Le 19 mars, je chanterai Les nuits d’été de Berlioz avec l’Orchestre Régional d’Avignon, puis serai à l’Opéra de Rouen pour un spectacle lyrique mis en scène par David Bobée, Louées soient-elles, avec des extraits de cantates, d’opéras et d’oratorios d’Haendel, dont la superbe cantate Lucrèce. Je travaille aussi sur des opéras méconnus avec le Palazetto Bru-Zane ; j’aime découvrir de belles écritures et des rôles oubliés. Parmi mes projets plus lointains, j’aborderai Marguerite dans La damnation de Faust de Berlioz, dans deux ans. J’adorerais refaire Amnéris dans Aïda, que j’ai chantée en 2016 à l’Opéra de Massy , l’écriture de Verdi est merveilleuse pour les chanteurs. Je serais heureuse aussi de me plonger dans le répertoire russe, La fiancée du Tsar de Rimski-Korsakov, Marina, dans Boris Godounov de Moussorgski, ou la trop rare Jeanne d’Arc de Tchaïkovski.
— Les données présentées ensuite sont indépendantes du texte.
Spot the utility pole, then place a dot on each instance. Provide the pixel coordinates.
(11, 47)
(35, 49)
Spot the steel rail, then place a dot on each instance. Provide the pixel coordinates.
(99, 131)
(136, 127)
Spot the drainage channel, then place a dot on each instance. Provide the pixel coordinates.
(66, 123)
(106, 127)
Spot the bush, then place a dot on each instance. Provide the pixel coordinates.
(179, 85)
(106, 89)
Tous ces rôles me touchent beaucoup et la musique est extraordinaire.
« Une prise de conscience de l’aspect essentiel de l’art s’impose »
Fragil : Quels sont vos espoirs dans la situation particulière que traverse l’opéra ?
Aude Extrémo : Il faudrait que l’on reconnaisse vraiment l’opéra, et l’art en général. Ces choses ne semblent, pour certains, pas organiquement vitales, mais l’être humain n’est pas qu’une machine à consommer, et ne se réduit pas qu’à son estomac ! Ce qui est primordial à toute vie, c’est la spiritualité, la sensibilité et la recherche d’un sens. Une prise de conscience de l’aspect essentiel de l’art s’impose. Il ne s’agit pas d’argent, mais d’une distribution différente pour que plus de gens puissent être saisis par son intensité et que ce soit consciemment identifié comme important. Ceux qui découvrent l’opéra ne s’attendent pas à une telle émotion, et ne se doutent pas de l’effet qu’une voix peut produire : c’est quelque chose qui nous touche de manière très profonde.
Fragil : Pouvez-vous citer un souvenir particulièrement marquant dans votre itinéraire artistique ?
Aude Extrémo : Il y a eu beaucoup de moments intenses. Celui que j’ai vécu hier soir n’était pas mal…C’est une chance folle de jouer sa première Carmen sur scène, c’était très puissant. J’ai le sentiment d’être à ma place en incarnant ce rôle. Un autre moment mémorable a été mon entrée au conservatoire de Bordeaux lorsque j’avais 20 ans. J’avais un trac énorme, mais déjà l’impression d’entrer dans un monde qui allait changer ma vie, et qui était le mien.